Virtualisation, long a hot topic for servers, has entered the networking realm. With the introduction of a new management blade for its Catalyst 6500 switches, Cisco can make two switches look like one while dramatically reducing failover times in the process.

In an exclusive Clear Choice test of Cisco's new Virtual Switching System (VSS), Network World conducted its largest-ever benchmarks to date, using a mammoth test bed with 130 10G Ethernet interfaces. The results were impressive: VSS not only delivers a 20-fold improvement in failover times but also eliminates Layer 2 and 3 redundancy protocols at the same time.

The performance numbers are even more startling: A VSS-enabled virtual switch moved a record 770 million frames per second in one test, and routed more than 5.6 billion unicast and multicast flows in another. Those numbers are exactly twice what a single physical Catalyst 6509 can do.

All links, all the time

To maximise up-time, network architects typically provision multiple links and devices at every layer of the network, using an alphabet soup of redundancy protocols to protect against downtime. These include rapid spanning tree protocol (RSTP), hot standby routing protocol (HSRP), and virtual router redundancy protocol (VRRP).

This approach works, but has multiple downsides. Chief among them is the "active-passive" model used by most redundancy protocols, where one path carries traffic while the other sits idle until a failure occurs. Active-passive models use only 50 percent of available capacity, adding considerable capital expense.

Further, both HSRP and VRRP require three IP addresses per subnet, even though routers use only one address at a time. And while rapid spanning tree recovers from failures much faster than the original spanning tree, convergence times can still vary by several seconds, leading to erratic application performance. Strictly speaking, spanning tree was intended only to prevent loops, but it's commonly used as a redundancy mechanism.

There's one more downside to current redundant network designs: It creates twice as many network elements to manage. Regardless of whether network managers use a command-line interface or an SNMP-based system for configuration management, any policy change needs to be made twice, once on each redundant component.

Introducing Virtual Switching

In contrast, Cisco's VSS uses an "active-active" model that retains the same amount of redundancy, but makes use of all available links and switch ports.

While many vendors support link aggregation (a means of combining multiple physical interfaces to appear as one logical interface), VSS is unique in its ability to virtualise the entire switch -- including the switch fabric and all interfaces. Link aggregation and variations such as Nortel's Split Multi-Link Trunk (SMLT) do not create virtual switches, nor do they eliminate the need for Layer 3 redundancy mechanisms such as HSRP or VRRP.

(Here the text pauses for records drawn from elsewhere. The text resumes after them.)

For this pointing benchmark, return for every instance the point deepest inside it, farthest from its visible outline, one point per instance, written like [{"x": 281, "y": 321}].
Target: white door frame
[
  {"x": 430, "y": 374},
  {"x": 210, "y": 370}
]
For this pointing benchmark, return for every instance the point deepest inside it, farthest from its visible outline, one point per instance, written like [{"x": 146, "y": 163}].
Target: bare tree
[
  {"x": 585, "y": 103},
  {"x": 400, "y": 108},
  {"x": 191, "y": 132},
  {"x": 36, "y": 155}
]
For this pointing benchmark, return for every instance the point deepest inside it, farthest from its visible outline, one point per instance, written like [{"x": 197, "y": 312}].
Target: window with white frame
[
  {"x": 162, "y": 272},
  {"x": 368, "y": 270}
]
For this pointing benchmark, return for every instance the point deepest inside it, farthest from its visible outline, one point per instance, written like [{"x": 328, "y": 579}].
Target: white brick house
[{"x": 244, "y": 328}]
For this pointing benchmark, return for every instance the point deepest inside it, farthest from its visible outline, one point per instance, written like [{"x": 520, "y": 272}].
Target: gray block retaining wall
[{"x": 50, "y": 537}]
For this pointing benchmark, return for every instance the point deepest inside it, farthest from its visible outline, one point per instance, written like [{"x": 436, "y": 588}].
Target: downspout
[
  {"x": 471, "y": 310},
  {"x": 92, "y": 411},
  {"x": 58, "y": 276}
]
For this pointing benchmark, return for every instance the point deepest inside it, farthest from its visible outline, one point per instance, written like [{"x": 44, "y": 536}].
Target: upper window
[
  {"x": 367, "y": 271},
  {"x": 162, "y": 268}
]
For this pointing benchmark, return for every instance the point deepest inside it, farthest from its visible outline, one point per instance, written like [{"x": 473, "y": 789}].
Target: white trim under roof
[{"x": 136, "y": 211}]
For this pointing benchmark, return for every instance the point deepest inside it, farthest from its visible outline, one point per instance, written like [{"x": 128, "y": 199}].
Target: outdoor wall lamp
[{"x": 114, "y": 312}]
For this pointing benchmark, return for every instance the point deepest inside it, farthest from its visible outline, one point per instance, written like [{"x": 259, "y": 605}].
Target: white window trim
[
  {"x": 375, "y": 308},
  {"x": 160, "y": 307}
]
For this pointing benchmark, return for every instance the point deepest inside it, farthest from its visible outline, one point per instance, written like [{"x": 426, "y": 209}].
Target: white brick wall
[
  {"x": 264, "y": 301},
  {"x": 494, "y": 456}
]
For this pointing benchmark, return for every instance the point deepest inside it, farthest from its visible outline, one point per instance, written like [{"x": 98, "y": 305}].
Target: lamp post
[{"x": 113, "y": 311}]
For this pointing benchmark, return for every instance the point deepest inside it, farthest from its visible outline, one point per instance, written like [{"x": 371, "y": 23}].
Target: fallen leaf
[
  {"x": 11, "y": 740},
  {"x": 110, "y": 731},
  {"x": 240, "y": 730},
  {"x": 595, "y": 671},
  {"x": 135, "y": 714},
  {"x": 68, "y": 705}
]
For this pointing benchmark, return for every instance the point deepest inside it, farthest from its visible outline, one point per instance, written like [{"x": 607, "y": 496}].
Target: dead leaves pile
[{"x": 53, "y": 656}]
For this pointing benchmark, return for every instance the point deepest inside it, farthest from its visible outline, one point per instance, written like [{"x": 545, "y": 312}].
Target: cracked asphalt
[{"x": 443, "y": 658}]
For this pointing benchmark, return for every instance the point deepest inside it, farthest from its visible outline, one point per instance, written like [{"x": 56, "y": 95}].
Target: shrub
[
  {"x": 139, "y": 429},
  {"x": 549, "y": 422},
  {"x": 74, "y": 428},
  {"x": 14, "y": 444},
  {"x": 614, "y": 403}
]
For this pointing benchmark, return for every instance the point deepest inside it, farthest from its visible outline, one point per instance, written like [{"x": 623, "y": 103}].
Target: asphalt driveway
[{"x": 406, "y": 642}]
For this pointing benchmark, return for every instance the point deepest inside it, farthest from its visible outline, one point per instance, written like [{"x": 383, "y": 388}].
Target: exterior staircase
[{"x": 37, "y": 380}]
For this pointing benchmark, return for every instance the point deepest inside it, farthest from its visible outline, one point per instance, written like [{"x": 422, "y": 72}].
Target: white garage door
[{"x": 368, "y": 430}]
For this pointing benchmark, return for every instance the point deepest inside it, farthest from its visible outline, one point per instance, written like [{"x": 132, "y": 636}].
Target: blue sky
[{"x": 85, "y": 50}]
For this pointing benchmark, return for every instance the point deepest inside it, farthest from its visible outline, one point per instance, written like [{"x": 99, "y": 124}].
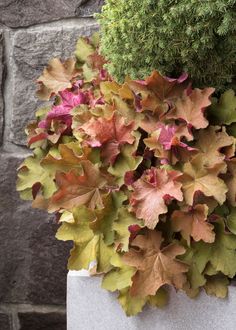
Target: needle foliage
[{"x": 195, "y": 36}]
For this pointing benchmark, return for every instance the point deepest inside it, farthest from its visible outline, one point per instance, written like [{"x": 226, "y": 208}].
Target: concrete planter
[{"x": 89, "y": 307}]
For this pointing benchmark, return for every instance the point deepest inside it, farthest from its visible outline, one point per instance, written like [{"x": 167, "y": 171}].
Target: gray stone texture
[
  {"x": 32, "y": 49},
  {"x": 42, "y": 321},
  {"x": 1, "y": 85},
  {"x": 32, "y": 261},
  {"x": 15, "y": 13},
  {"x": 5, "y": 323},
  {"x": 92, "y": 308}
]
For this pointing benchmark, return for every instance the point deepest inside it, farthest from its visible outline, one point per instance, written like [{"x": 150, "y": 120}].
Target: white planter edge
[{"x": 89, "y": 307}]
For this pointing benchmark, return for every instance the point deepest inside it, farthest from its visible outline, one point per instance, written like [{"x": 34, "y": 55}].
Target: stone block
[
  {"x": 88, "y": 8},
  {"x": 32, "y": 49},
  {"x": 5, "y": 323},
  {"x": 30, "y": 12},
  {"x": 32, "y": 261},
  {"x": 42, "y": 321},
  {"x": 91, "y": 307},
  {"x": 1, "y": 85}
]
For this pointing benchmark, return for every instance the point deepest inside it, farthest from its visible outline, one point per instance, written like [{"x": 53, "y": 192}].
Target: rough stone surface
[
  {"x": 15, "y": 13},
  {"x": 32, "y": 50},
  {"x": 5, "y": 323},
  {"x": 41, "y": 321},
  {"x": 1, "y": 86},
  {"x": 88, "y": 8},
  {"x": 32, "y": 261}
]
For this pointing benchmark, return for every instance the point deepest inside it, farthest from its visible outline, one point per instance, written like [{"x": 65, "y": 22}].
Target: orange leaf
[
  {"x": 190, "y": 107},
  {"x": 155, "y": 266},
  {"x": 75, "y": 190},
  {"x": 150, "y": 192},
  {"x": 193, "y": 223}
]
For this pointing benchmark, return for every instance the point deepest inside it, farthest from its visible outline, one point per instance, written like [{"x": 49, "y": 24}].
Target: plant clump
[
  {"x": 141, "y": 176},
  {"x": 197, "y": 37}
]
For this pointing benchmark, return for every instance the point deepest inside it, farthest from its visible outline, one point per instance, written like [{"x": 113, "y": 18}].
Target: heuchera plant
[{"x": 141, "y": 176}]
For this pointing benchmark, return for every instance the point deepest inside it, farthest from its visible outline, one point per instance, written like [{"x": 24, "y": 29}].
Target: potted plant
[{"x": 141, "y": 172}]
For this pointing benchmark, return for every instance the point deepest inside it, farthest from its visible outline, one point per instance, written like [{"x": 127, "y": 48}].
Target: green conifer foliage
[{"x": 172, "y": 36}]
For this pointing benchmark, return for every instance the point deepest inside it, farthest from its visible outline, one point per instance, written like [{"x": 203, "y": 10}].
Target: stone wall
[{"x": 32, "y": 261}]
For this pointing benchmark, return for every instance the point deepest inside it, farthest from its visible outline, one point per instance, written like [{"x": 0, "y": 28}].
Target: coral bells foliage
[{"x": 141, "y": 176}]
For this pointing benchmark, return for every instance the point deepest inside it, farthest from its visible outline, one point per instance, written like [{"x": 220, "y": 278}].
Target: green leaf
[
  {"x": 93, "y": 255},
  {"x": 224, "y": 111},
  {"x": 31, "y": 172},
  {"x": 103, "y": 224},
  {"x": 77, "y": 229},
  {"x": 126, "y": 161}
]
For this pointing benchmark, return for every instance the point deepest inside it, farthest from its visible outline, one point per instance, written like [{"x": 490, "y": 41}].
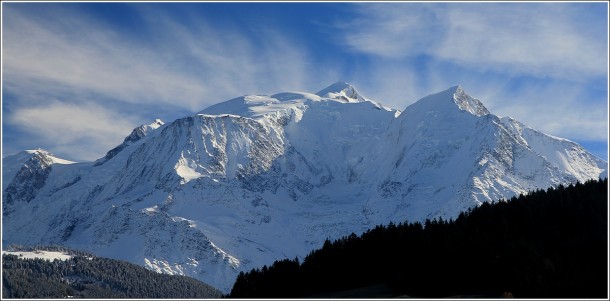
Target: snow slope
[{"x": 264, "y": 177}]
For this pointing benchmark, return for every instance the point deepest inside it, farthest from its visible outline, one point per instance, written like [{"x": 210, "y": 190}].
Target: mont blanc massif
[{"x": 264, "y": 177}]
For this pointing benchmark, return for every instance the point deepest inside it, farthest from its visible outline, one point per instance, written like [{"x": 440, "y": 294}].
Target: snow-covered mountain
[{"x": 264, "y": 177}]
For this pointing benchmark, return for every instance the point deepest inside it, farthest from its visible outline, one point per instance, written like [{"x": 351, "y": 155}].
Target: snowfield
[{"x": 264, "y": 177}]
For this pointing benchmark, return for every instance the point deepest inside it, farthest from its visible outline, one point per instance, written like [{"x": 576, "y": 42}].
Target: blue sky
[{"x": 78, "y": 77}]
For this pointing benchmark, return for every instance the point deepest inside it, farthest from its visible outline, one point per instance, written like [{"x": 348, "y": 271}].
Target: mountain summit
[
  {"x": 342, "y": 91},
  {"x": 263, "y": 177}
]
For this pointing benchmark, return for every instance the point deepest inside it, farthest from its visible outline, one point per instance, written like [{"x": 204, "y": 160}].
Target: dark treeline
[
  {"x": 93, "y": 277},
  {"x": 548, "y": 244}
]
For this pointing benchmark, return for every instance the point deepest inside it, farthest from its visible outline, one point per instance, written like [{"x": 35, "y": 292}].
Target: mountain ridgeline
[
  {"x": 258, "y": 178},
  {"x": 548, "y": 244}
]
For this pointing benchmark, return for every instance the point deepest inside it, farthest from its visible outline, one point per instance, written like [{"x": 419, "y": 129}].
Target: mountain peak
[
  {"x": 341, "y": 91},
  {"x": 468, "y": 103},
  {"x": 457, "y": 96}
]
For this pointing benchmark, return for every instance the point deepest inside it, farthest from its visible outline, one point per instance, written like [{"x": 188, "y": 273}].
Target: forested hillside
[
  {"x": 87, "y": 276},
  {"x": 548, "y": 244}
]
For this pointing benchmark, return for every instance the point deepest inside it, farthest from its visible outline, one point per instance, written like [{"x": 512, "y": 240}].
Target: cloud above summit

At the heart of VSS is the Virtual Switching Supervisor 720-10G, a management and switch fabric blade for Cisco Catalyst 6500 switches. VSS requires two new supervisor cards, one in each physical chassis. The management blades create a virtual switch link (VSL), making both devices appear as one to the outside world: There's just one media access control and one IP address used, and both systems share a common configuration file that covers all ports in both chassis.

On the access side of Cisco's virtual switch, downstream devices still connect to both physical chassis, but a bonding technology called Multichassis EtherChannel (MEC) presents the virtual switch as one logical device. MEC links can use industry-standard 802.1ad link aggregation or Cisco's proprietary port aggregation protocol. Either way, MEC eliminates the need for spanning tree. All links within a MEC are active until a circuit or switch failure occurs, and then traffic continues to flow over the remaining links in the MEC.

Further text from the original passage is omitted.